3.2.1. Chunking Strategies for Optimal Retrieval
💡 First Principle: Chunking is a precision/recall trade-off — small chunks maximize retrieval precision (each chunk is tightly focused) but lose surrounding context; large chunks preserve context but decrease precision (more irrelevant content per chunk). The right strategy depends on your document structure and query pattern.
Chunking strategies compared:
| Strategy | How It Works | Best For | Typical Size | Overlap |
|---|---|---|---|---|
| Fixed-size | Split every N tokens regardless of content boundaries | Simple implementation; consistent chunk sizes | 256–512 tokens | 20–50 tokens |
| Sentence-based | Split at sentence boundaries | Q&A over prose documents | Variable | 1–2 sentences |
| Hierarchical | Create parent (full section) + child (paragraph) chunks | Long documents where context + precision both matter | Parent: 1500 tokens; Child: 300 tokens | None |
| Semantic | Split when topic/meaning shifts significantly | Documents with distinct topic sections | Variable | None |
| Custom | Document-structure-aware (split on headers, page breaks) | PDFs with clear section structure | Varies | Configurable |
Bedrock Knowledge Bases chunking configuration:
chunking_config = {
"chunkingStrategy": "HIERARCHICAL", # Or FIXED_SIZE, SEMANTIC, NONE
"hierarchicalChunkingConfiguration": {
"levelConfigurations": [
{"maxTokens": 1500}, # Parent chunk
{"maxTokens": 300} # Child chunk
],
"overlapTokens": 60
}
}
Chunk overlap — why it matters: Without overlap, a concept split across two consecutive chunks may never be fully retrieved. A user query about "the handoff between authentication and authorization" fails if the sentence describing that handoff is split between chunk 47 and chunk 48 with no overlap.

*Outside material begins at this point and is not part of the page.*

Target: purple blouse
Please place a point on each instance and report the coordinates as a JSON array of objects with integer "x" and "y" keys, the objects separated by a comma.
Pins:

⚠️ Exam Trap: Semantic chunking in Bedrock Knowledge Bases uses an FM to detect topic shifts — it costs tokens (FM invocation per document during ingestion) and takes longer than fixed-size chunking. Exam scenarios that require "fastest ingestion with acceptable quality" should use fixed-size chunking, not semantic.
Reflection Question: You're building a RAG system over a legal code document where each section (numbered 1.1, 1.2, etc.) is independently testable. Users query about specific sections. What chunking strategy would produce optimal precision, and how would you configure the chunk boundaries?